Come si può vedere dal grafico, la Germania è di gran lunga il paese che ha investito di più nella sua Corona-Warn-App, ma il discorso cambia se si guarda all’efficacia dell’investimento, calcolato dividendo la cifra totale per il numero di casi notificati grazie all’app. In questo caso svetta la Croazia, con i suoi 1.682 euro per caso notificato. Per Austria, Finlandia e Polonia il costo è andato ampiamente sopra i 100 euro per caso notificato.

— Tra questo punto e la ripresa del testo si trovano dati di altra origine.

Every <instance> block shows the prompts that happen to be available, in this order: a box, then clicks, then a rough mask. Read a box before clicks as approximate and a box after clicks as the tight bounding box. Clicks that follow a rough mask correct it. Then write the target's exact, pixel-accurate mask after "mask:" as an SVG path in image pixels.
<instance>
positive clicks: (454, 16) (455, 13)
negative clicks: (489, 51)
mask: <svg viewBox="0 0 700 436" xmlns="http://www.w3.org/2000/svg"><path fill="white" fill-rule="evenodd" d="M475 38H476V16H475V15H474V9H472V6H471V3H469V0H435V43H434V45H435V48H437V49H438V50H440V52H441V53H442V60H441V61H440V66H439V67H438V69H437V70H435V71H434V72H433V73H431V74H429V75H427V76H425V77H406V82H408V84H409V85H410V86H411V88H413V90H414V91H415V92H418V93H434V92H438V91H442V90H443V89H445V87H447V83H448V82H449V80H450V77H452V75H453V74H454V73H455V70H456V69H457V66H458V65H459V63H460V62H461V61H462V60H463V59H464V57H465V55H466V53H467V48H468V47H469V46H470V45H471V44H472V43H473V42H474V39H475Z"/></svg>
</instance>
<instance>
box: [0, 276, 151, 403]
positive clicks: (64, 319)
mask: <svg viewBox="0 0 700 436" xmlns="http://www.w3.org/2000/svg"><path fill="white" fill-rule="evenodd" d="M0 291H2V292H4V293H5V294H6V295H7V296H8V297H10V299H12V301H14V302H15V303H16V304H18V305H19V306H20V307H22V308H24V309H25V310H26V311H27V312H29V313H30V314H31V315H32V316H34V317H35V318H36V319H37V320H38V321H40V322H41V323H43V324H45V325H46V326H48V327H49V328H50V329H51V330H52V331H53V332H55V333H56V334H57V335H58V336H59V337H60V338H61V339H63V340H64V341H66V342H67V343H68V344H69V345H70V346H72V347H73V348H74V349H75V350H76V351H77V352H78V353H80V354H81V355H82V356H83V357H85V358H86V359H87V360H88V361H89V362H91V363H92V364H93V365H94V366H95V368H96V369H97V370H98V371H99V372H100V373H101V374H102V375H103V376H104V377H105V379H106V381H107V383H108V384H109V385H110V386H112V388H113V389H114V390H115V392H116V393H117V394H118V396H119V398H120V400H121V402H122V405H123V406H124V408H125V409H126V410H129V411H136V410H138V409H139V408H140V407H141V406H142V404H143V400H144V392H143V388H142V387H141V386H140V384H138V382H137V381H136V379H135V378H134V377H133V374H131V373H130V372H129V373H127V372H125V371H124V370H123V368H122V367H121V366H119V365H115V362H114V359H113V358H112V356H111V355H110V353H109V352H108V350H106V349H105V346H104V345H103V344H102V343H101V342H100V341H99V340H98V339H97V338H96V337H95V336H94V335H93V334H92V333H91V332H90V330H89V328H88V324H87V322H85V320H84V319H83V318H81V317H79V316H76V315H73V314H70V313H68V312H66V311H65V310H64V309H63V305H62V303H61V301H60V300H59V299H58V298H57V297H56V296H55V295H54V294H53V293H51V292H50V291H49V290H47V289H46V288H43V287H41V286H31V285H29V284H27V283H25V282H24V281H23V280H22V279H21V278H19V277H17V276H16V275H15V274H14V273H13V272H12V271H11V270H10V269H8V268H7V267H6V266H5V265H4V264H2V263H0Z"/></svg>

«Ci sono state alcune storie di successo – spiega l’articolo –, soprattutto nel nord del continente: la Danimarca è stata in grado di allertare i contatti stretti del 26% dei casi, la Finlandia ha notificato il 16%, la Germania il 14% e i Paesi Bassi il 10%. Possono sembrare piccole percentuali, ma che hanno permesso di prevenire migliaia di nuovi casi. Il problema è che mancano ancora studi che ci diano un’indicazione reale dell’impatto di questa tecnologia sull’andamento della pandemia».

La conclusione però è che probabilmente la diffidenza dei cittadini ha giocato un ruolo fondamentale: «Nonostante gli sforzi europei per garantire un uso decentralizzato e anonimo dei dati – prosegue l’articolo –, i cittadini non hanno riposto fiducia nei loro governi e molti vedono questi strumenti come un mezzo di sorveglianza e controllo.

Bisogna anche tener conto del contesto in cui queste app sono nate: di tensione, di mancanza di risorse – dai materiali sanitari alle professioni sanitarie – e di improvvisazione, e di un momento in cui le autorità spesso non potevano dedicare tutta l’attenzione a una questione per volta e, quindi, non potevano affrontarla adeguatamente. Infatti, l’integrazione delle app con i servizi sanitari nazionali è stato un problema comune all’interno dell’Unione europea, e in molte occasioni gli utenti infetti non hanno nemmeno ricevuto il codice che dovevano usare per avvertire i contatti stretti.

La somma di tutti questi fattori ha impedito che i download aumentassero e che, come per i vaccini, il rifiuto iniziale si affievolisse gradualmente fino a convincere la maggioranza della popolazione.

Paradossalmente, proprio all’apice della digitalizzazione, quando la vita quotidiana si è spostata online, l’Ue non è stata in grado di capitalizzare questo nuovo uso della tecnologia per ridurre e prevenire la trasmissione».